Melissa is a therapist in private practice in Williamsburg, Brooklyn. Her work is grounded in psychoanalysis and Jungian theory. For several years Melissa was a therapist at an eating disorder day hospital program in Manhattan and she continues to work with men and women struggling with eating and body image issues. Illustrations are by Brooklyn-based multidisciplinary artist and designer, Erica Prince. Through drawing, sculpture, installation, relational projects, functional housewares and more, Erica’s work presents opportunities for speculation and exploration of potentialities. Her works have been featured in T: New York Times Style Magazine, Vice, Artsy, NPR, Wallpaper and Canadian Art. 
 
Erica and Melissa were college roommates at the Maryland Institute College of Art (MICA) and have continued to collaborate, inspire, and encourage one another. From Sex and the City Psychoanalysis Club to ladies terrarium nights, experimental performance art projects, and regular dates to discuss research projects, life, love, and book ideas, Erica and Melissa are excited to collaborate with Free People to bring you this magical advice column. 

 

0 0 vote
Article Rating
Subscribe
Notify of
5 Comments
Oldest
Newest Most Voted
Inline Feedbacks
View all comments

I love the view that Melissa has on what dreams are. Thank you for sharing always! :)

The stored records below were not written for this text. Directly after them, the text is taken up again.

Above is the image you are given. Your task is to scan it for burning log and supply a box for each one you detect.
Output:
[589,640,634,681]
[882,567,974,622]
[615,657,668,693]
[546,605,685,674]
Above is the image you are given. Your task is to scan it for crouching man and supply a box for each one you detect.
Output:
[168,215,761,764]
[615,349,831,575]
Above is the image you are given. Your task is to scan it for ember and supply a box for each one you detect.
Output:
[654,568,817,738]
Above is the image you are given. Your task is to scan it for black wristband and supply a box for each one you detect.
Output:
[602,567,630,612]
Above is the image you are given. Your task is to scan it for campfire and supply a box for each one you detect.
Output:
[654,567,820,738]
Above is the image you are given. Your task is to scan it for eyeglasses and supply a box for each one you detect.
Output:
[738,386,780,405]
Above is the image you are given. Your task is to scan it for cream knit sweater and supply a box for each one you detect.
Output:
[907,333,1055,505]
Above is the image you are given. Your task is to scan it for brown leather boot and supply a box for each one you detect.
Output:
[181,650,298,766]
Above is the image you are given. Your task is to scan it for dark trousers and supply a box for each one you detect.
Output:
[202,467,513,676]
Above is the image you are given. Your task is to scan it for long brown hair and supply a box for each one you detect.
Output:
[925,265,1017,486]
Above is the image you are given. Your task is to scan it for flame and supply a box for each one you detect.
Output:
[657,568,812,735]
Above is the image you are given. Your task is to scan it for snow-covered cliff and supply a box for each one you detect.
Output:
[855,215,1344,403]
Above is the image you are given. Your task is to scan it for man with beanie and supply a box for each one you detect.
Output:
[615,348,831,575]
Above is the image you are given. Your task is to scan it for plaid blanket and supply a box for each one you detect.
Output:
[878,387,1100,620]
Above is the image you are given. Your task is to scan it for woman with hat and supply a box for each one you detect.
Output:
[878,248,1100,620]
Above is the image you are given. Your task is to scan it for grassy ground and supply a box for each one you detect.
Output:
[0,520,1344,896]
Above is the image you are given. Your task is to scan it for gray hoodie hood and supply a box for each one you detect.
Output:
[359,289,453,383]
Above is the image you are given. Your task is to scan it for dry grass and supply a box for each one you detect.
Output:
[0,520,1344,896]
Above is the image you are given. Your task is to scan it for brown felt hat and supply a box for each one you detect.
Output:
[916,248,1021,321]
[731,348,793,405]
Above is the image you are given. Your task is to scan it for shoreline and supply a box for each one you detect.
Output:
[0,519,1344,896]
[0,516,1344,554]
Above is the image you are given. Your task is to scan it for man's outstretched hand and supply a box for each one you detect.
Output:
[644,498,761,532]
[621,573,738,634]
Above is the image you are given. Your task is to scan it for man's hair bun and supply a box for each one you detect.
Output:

Charmaine Ng | Architecture & Lifestyle Blog
http://charmainenyw.com

Cath
6 years ago

A very beautiful answer to interesting question. Thank you for sharing this.

Rita
6 years ago

Very interesting one of the best articles I’ve read in a long time.

jack
6 years ago

I was surprised at the deep discounts I got at https://dealz.space/

Amanda
6 years ago

I love this idea being discussed. I find myself in familiar unexpected places when dreaming often and am aware somehow that it is interesting and find the whole thing amazing.